Stimulus terms were chosen if they were common to at least two-thirds of the sources consulted. In this way, some degree of term familiarity amongst the participants could be anticipated. The total number of stimulus terms chosen was fifteen. Participants were drawn from the library-practitioner population in Atlantic Canada. Calls for participation were communicated via the listservs of the Atlantic Provinces Library Association (APLA) and the Nova Scotia Library Association (NSLA). The total number of participants was thirty. For each stimulus term, the participants were asked to take no more than two minutes (self-administered) to write down as many response terms as they thought were related to the stimulus term. Participants were also asked to explain in written form how they thought each of their response terms related to the respective stimulus term. The stimulus terms used were:

User-derived response terms

For each stimulus term, all the response terms provided by each participant were noted. These terms were divided into two categories: (a) terms that occurred uniquely (i.e., that were cited by only one participant) and (b) terms that were cited by two or more participants. It should be noted that the singular and plural forms and variant spellings of the same response term were considered to constitute one term (e.g., librarian/librarians, cataloguing/cataloging). The average number of response terms assigned by the participants per stimulus term was calculated. Stimulus terms were ranked in order of (a) the total number of unique response terms assigned to them and (b) the average number of unique response terms assigned to them per participant. A list of the most commonly-occurring stimulus term/response term word pairs was generated. Since one of the foci of word association tests is to examine consensus in the way participants react to a stimulus term, a response term had to be cited by at least fifty percent of the participants to make it a candidate for a word pair.

Inter-term relationships

For each stimulus term, a list of participant-defined inter-term relationships was derived. The inter-term relationships were divided into two categories: (a) those that occurred uniquely (i.e., were cited by only one participant) and (b) those that were cited by two or more participants. The matching of inter-term relationships was rather more complicated than the matching of response terms since, in the latter case, the possible overlaps in the types of relationships expressed needed to be determined. In other words, if one participant says that Term A is a type of Term B and another participant says that Term A is a form of Term B, is this, in fact, the same type of relationship? The relationship labels cited by the participants were thus examined independently by the principal researcher and a research assistant. The two evaluators determined independently which of these labels constituted unique types of relationships and which constituted overlapping types of relationships and then compared their results.

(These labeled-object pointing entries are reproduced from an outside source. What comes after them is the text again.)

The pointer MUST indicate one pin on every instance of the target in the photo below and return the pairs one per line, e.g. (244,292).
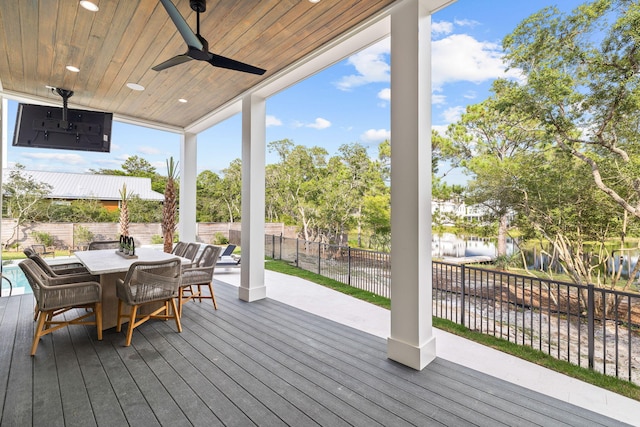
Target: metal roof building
(72,186)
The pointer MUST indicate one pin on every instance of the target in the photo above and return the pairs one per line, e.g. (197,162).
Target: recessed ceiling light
(89,6)
(135,86)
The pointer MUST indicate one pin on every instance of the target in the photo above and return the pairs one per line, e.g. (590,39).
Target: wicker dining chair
(104,244)
(197,275)
(149,282)
(191,251)
(54,298)
(61,273)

From this exercise, a single list of user-derived types of relationships was established, and the frequency with which these types were cited by the participants was noted.

Findings: Incidence of response terms

Figure 1 shows the stimulus terms ranked in order of the total number of unique response terms assigned by the participants, with an average of seventy unique response terms per stimulus term.

Figure 2 shows the stimulus terms ranked in order of the average number of response terms assigned by each participant, with an average of 4.1 response terms per stimulus term.

Figure 3 shows the stimulus term/response term pairings that were cited by at least fifty percent of the participants; the complete list of word pairs is found in Appendix 1.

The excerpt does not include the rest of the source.